What to Do When Work Is Taking Over Your Life

Work used to be something about you, not something that defines you.

Now, we ask someone what they do as soon as we learn their name. When we ask each other how we’re doing, the answer is almost always, “Busy!”

We seek jobs with lots of vacation, but most of it goes unused. When we do take vacations, we bring work with us. We put in 50 or more hours a week, and sometimes add a side-hustle or two.

This is the ceaseless American work ethic, or what some are calling workism: “the belief that work is not only necessary to economic production, but also the centerpiece of one’s identity and life’s purpose; and the belief that any policy to promote human welfare must always encourage more work.”

How did we get here?

The Religion of Workism

In an article in The Atlantic, Derek Thompson explains that the decline in traditional faith in American society has led to the worship of a pantheon of gods: “Some people worship beauty, some worship political identities, and others worship their children. But everybody worships something. And workism is among the most potent of the new religions competing for congregants.”

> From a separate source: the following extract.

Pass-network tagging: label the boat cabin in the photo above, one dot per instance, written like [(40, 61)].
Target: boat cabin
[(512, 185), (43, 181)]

Thompson points to two recent studies to prove Americans’ growing religious devotion to work. The first was a 2018 paper on women at elite universities showing their primary reason for attending a prestigious college is not higher pay, but more hours at work. The second was a Pew Research report on anxiety among our youth that revealed 95 percent of them value having a job they enjoy over loving their neighbor or getting married. “Finding meaning at work beats family and kindness as the top ambition of today’s young people,” concludes Thompson.

Predictably, turning work into a god goes as poorly as deifying anything else. Today, work promises identity, community, even transcendence, but fails to deliver. The problem with the god of work is that it always disappoints: “a culture that funnels its dreams of self-actualization into salaried jobs is setting itself up for collective anxiety, mass disappointment, and inevitable burnout,” writes Thompson. He goes on to say, “Our jobs were never meant to shoulder the burdens of a faith, and they are buckling under the weight.”

Why are we burning ourselves out? Because our hard work pays off. Or at least, it appears to. Hard work and obsessive dedication will often produce favorable results, or “goods” — affirmation from a boss, the satisfaction of a job well done, higher pay, a sense of making a difference.

But these goods come at a cost, as Jonathan Malesic discovered.

What Monks Can Teach Us About Work

After researching a story involving a monastery in New Mexico, Malesic decided to visit. To enter a monastery is to step out of the rhythms of one’s daily life, particularly the demands of work. As Malesic left his daily tasks behind, he pondered the American work ethic (including his own). He began to identify it as a demon that is “chasing us over a cliff.”

But the monks surrounding him — all of whom have their own work of some form — didn’t appear to be haunted by the same demon of workism, though they surely have their own.

Why weren’t these monks slaves to their careers? They had learned to put work in its proper place. Though they experience the same temptations to perform for those same marketplace “goods” mentioned above, they don’t let the pursuit of work or its goods supplant their primary objective: a life of prayer in service to God.

If they sense their work is pushing God too far to the margins, they begin limiting it in order to stave off the negative effects. If this isn’t possible and they can no longer keep up their way of life and the work at the same time, they walk away from the work and find something else to do.

If monks aren’t keeping a close eye on their work life, it can eclipse their devotion to God through prayer. This is important for us, too. If we’re not careful to keep ourselves from burnout, we become unable to sustain our relationship with God.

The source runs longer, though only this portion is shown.